I have a deep and very personal interest in this matter, arising from my years of part-time and full-time work as a prison chaplain. I can see both sides of the situation. A prisoner who's completed his sentence has 'done his time', and wants to be released. He may have undergone treatment during his incarceration, and may genuinely believe that he won't reoffend. On the other hand, the track record of the majority of sex offenders demonstrates that most of them remain prone to reoffending. (Of course, I'm talking about real sex offenders, not those created by a stroke of the pen - for example, by legislation defining consensual underage sex between teenage lovers as a sex crime. It's not. It's human nature, and has been going on for as long as homo sapiens has been in existence, and will until we die out. The fact that dumbass legislators have decided to label it as a sex crime, equating it with rape, etc., doesn' t make it so in reality.)
There have been several occasions when I sat with psychologists at a prison, discussing the case of an inmate scheduled for release. All of us knew - knew, beyond a shadow of doubt - that he'd reoffend within a matter of weeks, even days.
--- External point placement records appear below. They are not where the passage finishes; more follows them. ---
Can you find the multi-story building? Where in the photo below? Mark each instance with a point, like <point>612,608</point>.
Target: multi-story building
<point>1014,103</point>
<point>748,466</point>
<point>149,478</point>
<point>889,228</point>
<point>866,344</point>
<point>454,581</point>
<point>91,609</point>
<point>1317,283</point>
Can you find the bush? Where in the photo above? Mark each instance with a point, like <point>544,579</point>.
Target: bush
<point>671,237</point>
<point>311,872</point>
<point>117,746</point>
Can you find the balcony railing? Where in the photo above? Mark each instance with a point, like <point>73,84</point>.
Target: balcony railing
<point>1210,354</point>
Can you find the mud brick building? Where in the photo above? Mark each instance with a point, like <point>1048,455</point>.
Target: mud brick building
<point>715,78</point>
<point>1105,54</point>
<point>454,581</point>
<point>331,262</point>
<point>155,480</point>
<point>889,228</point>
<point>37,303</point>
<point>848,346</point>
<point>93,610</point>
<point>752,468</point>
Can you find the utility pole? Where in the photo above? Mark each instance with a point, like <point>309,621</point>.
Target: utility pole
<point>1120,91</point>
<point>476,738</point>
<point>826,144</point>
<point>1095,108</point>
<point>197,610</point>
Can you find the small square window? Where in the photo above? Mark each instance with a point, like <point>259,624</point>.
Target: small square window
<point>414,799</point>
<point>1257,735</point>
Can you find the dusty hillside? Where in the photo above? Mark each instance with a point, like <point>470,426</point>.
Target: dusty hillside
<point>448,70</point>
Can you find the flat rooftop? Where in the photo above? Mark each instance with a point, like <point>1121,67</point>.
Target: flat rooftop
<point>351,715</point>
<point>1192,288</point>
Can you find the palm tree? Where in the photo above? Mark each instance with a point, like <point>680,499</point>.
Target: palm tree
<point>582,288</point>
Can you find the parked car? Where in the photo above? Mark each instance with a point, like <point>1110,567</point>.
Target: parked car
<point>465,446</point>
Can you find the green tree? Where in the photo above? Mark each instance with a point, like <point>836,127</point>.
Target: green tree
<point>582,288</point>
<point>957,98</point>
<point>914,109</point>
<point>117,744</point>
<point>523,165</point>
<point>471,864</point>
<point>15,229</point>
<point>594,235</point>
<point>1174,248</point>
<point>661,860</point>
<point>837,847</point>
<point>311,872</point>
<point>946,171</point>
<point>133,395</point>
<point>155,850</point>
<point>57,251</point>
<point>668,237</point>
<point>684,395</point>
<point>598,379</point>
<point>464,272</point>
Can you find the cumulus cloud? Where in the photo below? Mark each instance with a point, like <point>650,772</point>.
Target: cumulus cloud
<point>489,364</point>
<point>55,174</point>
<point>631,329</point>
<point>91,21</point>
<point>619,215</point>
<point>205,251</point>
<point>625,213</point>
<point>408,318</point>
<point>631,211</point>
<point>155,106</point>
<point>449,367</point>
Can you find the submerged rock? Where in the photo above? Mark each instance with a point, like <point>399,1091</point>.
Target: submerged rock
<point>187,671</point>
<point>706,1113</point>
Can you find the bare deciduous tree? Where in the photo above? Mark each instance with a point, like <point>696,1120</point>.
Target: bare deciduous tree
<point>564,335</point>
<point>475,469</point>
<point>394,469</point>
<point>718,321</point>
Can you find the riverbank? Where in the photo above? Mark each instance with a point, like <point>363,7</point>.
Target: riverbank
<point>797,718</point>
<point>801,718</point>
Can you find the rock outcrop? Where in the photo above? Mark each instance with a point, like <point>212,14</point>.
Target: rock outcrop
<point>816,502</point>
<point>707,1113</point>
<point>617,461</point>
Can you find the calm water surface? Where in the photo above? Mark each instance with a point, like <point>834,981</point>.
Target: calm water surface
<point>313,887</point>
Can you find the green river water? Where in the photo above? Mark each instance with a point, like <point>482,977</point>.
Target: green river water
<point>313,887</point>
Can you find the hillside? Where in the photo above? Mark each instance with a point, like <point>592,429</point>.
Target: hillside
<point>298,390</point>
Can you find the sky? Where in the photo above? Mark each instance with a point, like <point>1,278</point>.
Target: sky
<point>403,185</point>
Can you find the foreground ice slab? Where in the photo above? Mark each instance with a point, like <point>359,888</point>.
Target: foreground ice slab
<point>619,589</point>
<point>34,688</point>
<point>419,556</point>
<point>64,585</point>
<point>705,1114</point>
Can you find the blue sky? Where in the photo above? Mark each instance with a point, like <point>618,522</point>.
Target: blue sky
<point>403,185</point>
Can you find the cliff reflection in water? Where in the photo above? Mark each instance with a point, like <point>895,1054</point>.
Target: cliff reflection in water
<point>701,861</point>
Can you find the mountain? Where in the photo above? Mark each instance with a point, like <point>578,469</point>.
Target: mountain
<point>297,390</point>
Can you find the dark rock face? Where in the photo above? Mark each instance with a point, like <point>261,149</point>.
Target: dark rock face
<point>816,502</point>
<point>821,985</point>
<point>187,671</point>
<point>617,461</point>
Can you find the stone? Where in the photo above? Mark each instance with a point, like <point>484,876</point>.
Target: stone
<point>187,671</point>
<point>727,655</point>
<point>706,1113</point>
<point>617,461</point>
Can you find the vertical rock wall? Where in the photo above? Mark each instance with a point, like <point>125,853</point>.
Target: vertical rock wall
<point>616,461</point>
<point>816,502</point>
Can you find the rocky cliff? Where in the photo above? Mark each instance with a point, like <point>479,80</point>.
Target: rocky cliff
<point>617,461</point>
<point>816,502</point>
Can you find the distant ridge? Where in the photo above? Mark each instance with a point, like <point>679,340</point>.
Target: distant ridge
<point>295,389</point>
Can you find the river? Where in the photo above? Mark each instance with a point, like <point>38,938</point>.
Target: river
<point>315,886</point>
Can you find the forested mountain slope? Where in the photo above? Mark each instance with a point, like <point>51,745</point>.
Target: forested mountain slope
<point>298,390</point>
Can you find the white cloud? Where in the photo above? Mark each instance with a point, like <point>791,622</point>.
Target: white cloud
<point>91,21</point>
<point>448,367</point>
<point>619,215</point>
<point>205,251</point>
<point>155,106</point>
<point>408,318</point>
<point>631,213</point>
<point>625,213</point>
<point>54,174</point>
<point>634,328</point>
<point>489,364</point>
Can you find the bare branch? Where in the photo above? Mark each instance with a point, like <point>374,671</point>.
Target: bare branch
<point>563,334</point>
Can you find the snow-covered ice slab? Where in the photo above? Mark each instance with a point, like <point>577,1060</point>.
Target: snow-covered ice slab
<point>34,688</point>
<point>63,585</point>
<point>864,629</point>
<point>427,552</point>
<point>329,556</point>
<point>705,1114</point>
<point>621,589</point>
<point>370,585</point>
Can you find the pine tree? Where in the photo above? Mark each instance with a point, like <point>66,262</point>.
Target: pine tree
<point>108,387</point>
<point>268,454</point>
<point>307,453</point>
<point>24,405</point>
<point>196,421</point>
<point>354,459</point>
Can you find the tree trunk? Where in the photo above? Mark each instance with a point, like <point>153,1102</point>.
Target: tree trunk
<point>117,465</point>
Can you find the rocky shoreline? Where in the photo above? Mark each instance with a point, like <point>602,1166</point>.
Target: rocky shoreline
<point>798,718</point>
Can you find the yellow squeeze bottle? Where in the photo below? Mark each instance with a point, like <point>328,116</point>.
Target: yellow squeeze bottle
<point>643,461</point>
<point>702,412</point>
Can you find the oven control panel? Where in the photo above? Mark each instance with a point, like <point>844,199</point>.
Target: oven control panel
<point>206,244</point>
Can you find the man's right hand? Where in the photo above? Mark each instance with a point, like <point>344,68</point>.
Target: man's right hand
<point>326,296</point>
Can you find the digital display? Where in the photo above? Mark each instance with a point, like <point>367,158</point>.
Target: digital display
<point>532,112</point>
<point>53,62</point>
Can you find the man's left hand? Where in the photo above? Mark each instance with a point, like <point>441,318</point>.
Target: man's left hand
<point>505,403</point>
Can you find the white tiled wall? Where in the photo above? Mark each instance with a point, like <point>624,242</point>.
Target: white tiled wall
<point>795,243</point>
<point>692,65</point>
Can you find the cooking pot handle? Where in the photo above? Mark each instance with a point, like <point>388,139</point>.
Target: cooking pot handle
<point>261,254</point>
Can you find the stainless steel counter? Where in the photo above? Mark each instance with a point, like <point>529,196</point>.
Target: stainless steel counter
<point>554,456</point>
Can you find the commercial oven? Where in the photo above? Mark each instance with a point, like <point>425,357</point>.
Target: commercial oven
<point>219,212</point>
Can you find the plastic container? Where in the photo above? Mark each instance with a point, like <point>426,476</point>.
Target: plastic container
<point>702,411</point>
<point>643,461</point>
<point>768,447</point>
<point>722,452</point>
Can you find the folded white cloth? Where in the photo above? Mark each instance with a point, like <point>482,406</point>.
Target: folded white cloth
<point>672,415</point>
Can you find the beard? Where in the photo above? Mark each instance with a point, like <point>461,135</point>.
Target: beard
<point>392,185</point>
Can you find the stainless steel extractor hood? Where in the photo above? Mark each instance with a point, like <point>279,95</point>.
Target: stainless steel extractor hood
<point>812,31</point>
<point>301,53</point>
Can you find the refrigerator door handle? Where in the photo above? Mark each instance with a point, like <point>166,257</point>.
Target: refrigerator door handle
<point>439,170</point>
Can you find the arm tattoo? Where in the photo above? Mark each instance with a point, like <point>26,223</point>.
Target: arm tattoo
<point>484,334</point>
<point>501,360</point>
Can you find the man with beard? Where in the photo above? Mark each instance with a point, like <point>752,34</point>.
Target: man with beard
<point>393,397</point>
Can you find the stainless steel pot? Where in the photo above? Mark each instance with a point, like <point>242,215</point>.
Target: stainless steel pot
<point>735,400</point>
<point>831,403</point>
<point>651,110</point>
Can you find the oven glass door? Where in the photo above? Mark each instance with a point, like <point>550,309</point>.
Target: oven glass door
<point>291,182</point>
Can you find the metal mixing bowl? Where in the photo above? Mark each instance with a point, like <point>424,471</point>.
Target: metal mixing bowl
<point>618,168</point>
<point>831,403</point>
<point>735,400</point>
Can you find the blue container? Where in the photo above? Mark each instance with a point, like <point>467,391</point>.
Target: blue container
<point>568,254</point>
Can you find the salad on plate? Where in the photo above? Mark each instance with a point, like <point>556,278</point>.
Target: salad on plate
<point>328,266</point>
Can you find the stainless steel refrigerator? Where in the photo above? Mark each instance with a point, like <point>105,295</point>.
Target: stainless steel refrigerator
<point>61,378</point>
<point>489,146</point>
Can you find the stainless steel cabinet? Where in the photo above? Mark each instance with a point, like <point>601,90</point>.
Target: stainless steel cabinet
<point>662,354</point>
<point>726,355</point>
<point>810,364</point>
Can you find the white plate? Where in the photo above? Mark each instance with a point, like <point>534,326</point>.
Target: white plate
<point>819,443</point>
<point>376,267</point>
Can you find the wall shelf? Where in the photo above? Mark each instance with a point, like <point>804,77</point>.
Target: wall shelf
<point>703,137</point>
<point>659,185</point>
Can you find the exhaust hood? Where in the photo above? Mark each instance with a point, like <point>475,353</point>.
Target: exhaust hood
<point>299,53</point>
There was no doubt about this whatsoever in our minds . . . but we had no legal grounds to keep him behind bars. Even if we'd gone to court, and pleaded with the judge in the name of his future victims to keep him locked up, there wasn't anything the judge could have done. We've had to release them, and later read the reports of their new crimes. It's soul-destroying. (By the way, these weren't only sex offenders. Many were violent criminals, former drug addicts, who'd fried their brains through prolonged exposure to illegal narcotics, and no longer had any sense of judgment or morality.)
On the other hand, I'm sure that this new law - and others that will follow it - will be misused from time to time. I've no doubt that some corrections officials will try to apply it across the board, to any inmate who might possibly reoffend. They'll fear being sued if they don't, and he's released, and commits another crime. This means that some inmates who aren't a danger to society any longer will probably be locked up past the completion of their sentences, perhaps for the rest of their lives. That's completely unjust and unfair . . . but what's the alternative?
It's a heck of a dilemma. Part of me supports an indefinite sentence for any and all criminals likely to pose a serious risk to the physical safety of others, whether through sexual or violent assault, arson, etc. On the other hand, part of me is unequivocally opposed to such indefinite sentences, knowing that bureaucrats will use them indiscriminately in an attempt to cover their own backsides against future problems, irrespective of whether or not this causes undue harm to prisoners who don't deserve it.
What's your answer, readers? I'd love to hear from you in Comments.